The UK study, published in January in the Journal of Biological and Medical Rhythm Research, looked at 433,000 people and found the night owls had a 10 per cent higher chance of dying before their life expectancy than the morning larks.
So I couldn’t help but wonder (Carrie Bradshaw-style): Can you go from being a night owl to an early bird?
Can you train yourself to be an early bird?
“It depends on why you’re a night owl,” says sleep consultant Dr David Cunnington, co-founder of Sleep Hub sleep therapy centre.
Dr Cunnington says if you’re a night owl for behavioural reasons – as in, you like partying 'til all hours, or you work evenings – you can usually shift your tendencies “fairly quickly”.
But if you have a lifelong trait of being a late-night larrikin, that tendency is “predominantly genetic”, making things more difficult.
“It’s like trying to tell short people they could become tall if only they tried hard enough.”
But is it worth trying to alter your propensities to mitigate your health risks?
Dr Cunnington doesn’t think so. He says the research isn’t clear cut. Besides, he says your health and performance is more likely to suffer if you fight your innate tendencies.
Instead, he says it’s better to try to embrace them “and arrange your life around that”.
But therein lies my issue. Society is not geared towards night owls like me.
Dr Cunnington understands. He says there’s a pervasive belief in Western society that being a morning type is a good thing.
“This means everything is designed to suit early birds.”
While it’s better to follow your natural sleep tendencies, if you’re keen to give the early bird lifestyle a shot he says there are still ways you can do that. It all has to do with light exposure.
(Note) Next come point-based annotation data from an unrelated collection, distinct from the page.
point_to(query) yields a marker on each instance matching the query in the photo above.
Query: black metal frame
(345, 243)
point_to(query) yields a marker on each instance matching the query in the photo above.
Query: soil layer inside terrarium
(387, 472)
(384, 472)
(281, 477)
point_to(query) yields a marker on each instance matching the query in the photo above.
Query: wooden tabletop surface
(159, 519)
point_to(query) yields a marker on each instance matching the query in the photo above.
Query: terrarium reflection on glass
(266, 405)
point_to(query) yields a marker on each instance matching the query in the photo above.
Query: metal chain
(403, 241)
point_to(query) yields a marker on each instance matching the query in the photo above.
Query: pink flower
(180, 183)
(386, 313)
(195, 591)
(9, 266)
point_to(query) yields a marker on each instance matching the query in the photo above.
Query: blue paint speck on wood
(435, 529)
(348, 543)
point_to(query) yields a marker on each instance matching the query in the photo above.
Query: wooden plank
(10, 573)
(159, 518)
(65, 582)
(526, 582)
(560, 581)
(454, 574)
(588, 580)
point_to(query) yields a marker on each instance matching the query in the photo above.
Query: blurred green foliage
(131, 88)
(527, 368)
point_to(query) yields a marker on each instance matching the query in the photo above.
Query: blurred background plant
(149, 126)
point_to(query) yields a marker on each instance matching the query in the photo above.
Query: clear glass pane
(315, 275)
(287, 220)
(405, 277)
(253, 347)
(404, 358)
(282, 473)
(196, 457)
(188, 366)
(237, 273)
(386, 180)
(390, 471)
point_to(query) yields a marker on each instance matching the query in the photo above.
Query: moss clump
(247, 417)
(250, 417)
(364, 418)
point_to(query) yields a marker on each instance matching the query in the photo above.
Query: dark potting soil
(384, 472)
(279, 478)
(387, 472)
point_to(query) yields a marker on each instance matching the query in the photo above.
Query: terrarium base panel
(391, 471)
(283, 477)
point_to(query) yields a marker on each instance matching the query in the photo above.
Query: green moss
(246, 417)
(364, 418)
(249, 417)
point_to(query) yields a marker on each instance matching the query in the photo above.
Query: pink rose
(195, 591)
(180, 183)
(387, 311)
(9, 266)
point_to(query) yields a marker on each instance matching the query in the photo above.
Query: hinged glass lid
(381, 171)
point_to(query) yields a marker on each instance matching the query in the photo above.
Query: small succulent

“It’s light around sun-down and sun-up that our internal clocks are sensitive to.”
Dr Cunnington recommends setting an alarm for the same time every morning and heading outside for a walk (“movement can also help reset your body clock”). Leave your sunnies at home so your eyes can be exposed to sunlight, as that influences your melatonin production (a hormone that affects sleep). Then, in the evening, reduce light exposure by using blue light filters on screens.
While these measures can help, he warns that when you stop doing them you’ll revert back to your night owl tendencies.
Sick of greeting each day exhausted, I decide to follow his suggestions.
For the first few days I’m out bright and early, soaking in sunlight during a morning stroll. At night, I put my phone away hours before bed.
And things are going well. Though not chirping at dawn, I wake easier in the morning and my brain is better able to switch off at night.
But then, I get a cold. The weather turns dreary. My four year-old wakes repeatedly at night. My desire to don an early bird suit is pipped by laziness. And, as Dr Cunnington warned, I lapse back into my night owl ways.
One day, when my little ones have flown the nest, I’ll allow my night owl self to spread her wings. Until then, I’ll keep Dr Cunnington’s advice in mind but won’t let my feathers get ruffled if I lapse.
Though I long to be an effervescent morning lark, I now know I’m just not programmed that way.